KINGSLEY, J. I dissent.
We deal here with the relations between an executive agency specifically and solely charged with the administration of a special and relatively technical law and one of the intended beneficiaries of that law. The law deals with a class of persons for whom the Legislature has expressed a particular concern1 and with a class of persons who are highly unlikely to be skilled either in law or in semantics and, thus, particularly dependent on the administrative agency to help them in securing the benefits that the law provides.2
Petitioner has been deprived of a hearing on his claim by reason of the formalistic application of a rule which, so far as I can discover, has neither statutory nor administrative sanction.3 The official who first dealt with [67]petitioner’s claim apparently made up, for himself and without any direction from either his superiors or the statute, an arbitrary rule that an employee who belonged to a union which operated a hiring hall must, as a matter of law and without regard to his other efforts,4 utilize the hiring hall as a means of seeking work. Whether or not such a rule would have validity as a rebut-table presumption, or whether or not it could lawfully have been adopted by the agency itself under its rule-making power, has never been passed on by anyone. The referee and the Board rejected his appeal, not because it was unfounded either in fact or in law, but solely because it had not been filed within the 10-day period.5
If, in fact, petitioner was misled by the legal conclusions set forth in the notices given to him, I think that he is entitled to a review of his claim, on its merits.
I would reverse the judgment with directions to determine whether or not petitioner did reasonably rely on the legal conclusions set forth in the notices given to him on January 5, 1967, and, if so, whether or not such reliance was the cause of his delay in attempting to appeal the determinations adverse to him. If such issues are determined in favor of petitioner, a writ should issue directing the department to afford petitioner a review of their decisions, such review to include both the legal validity of the departmental position as set forth in its notices and the factual issues relating to petitioner’s efforts to secure employment.
Section 100 of the Unemployment Insurance Code reads as follows:
“Public policy. As a guide to the interpretation and application of this division the public policy of this State is declared as follows:
“Experience has shown that large numbers of the population of California do not enjoy permanent employment by reason of which their purchasing power is unstable. This is detrimental to the interests of the people of California as a whole.
“The benefit to all persons resulting from public and private enterprise is realized in the final consumption of goods and services. It is contrary to public policy to permit the supply of consumption goods and services at prices which do not provide against that harm to the population consequent upon periods of unemployment of those who contribute to the production and distribution of such goods and services.
“Experience has shown that private charity and local relief cannot alone prevent the effects of unemployment. Experience has shown that if the State awaits the coming of excessive unemployment it can neither create immediately the organization necessary to orderly, economical • and effective relief nor bear the financial burden of relief without disrupting its whole system of ordinary revenues and without jeopardizing its credit.

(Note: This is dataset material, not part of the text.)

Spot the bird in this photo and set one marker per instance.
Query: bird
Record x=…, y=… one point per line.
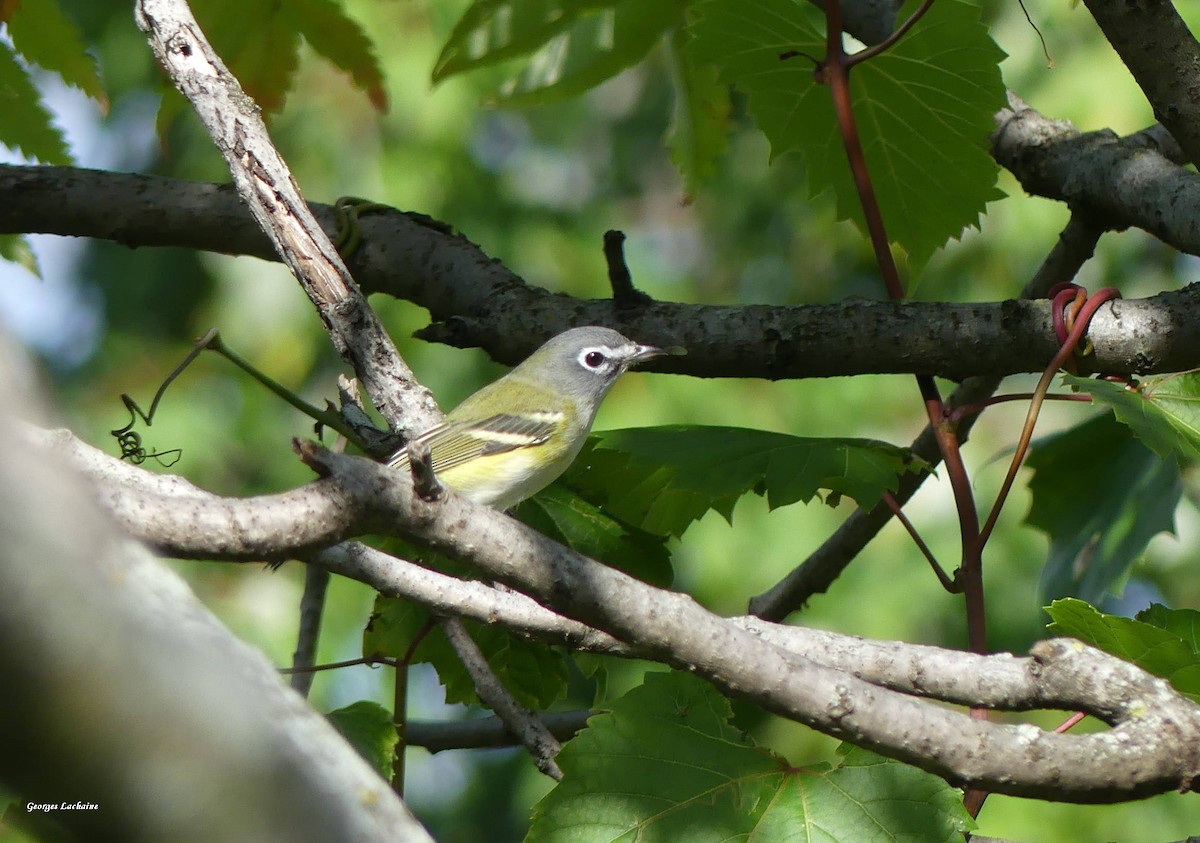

“The Legislature therefore declares that in its considered judgment the public good and the general welfare of the citizens of -the State require the enactment of this measure under the police power of the State, for the compulsory setting aside of funds to be used for a system of unemployment insurance providing benefits for persons unemployed through no fault of their own, and to reduce involuntary unemployment and the suffering caused thereby to a minimum.
“It is the intent of the Legislature that unemployed persons claiming unemployment insurance benefits shall be required to make all reasonable effort to secure employment on their own behalf.”
Compare the following language from Driscoll v. City of Los Angeles (1967) 67 Cal.2d 297, 308 [61 Cal.Rptr. 661, 431 P.2d 245]: “Thus it is significant if . . . the claimant is one who purports to have no knowledge or training which would aid him in determining his rights and the public agency purports to be informed and knowledgeable in these matters. . . .”
At oral argument, the Attorney General conceded that, so far as that office knew, [67]no such rule had been adopted by the agency' under Unemployment Insurance Code sections 306-310, and that," if petitioner was allowed to prosecute his appeal, the legal validity of the ruling would be open for review.
There are indications in the record that the agency did not contest the fact that petitioner had made honest efforts to find work apart from resort to his union.
I note that there is, in the record, some confusion as to whether petitioner had consulted his union at all or had not done so for the full period and a similar confusion as to whether his factual statements in his original claim were 100 percent accurate. Since his appeal was denied on the pure procedural ground, these matters remain undetermined; if his appeal is permitted they may, of course, be decided by the proper administrative tribunal.
Under the rule laid down in Conti v. Board of Civil Service Commissioners (1969) 1 Cal.3d 351 [82 Cal.Rptr. 337, 461 P.2d 617], petitioner is not subject to a defense of laches for the five-month delay in seeking relief; he is barred, if at all, solely by the 10-day limitation; as I have said above, I do not think that that limitation bars him here.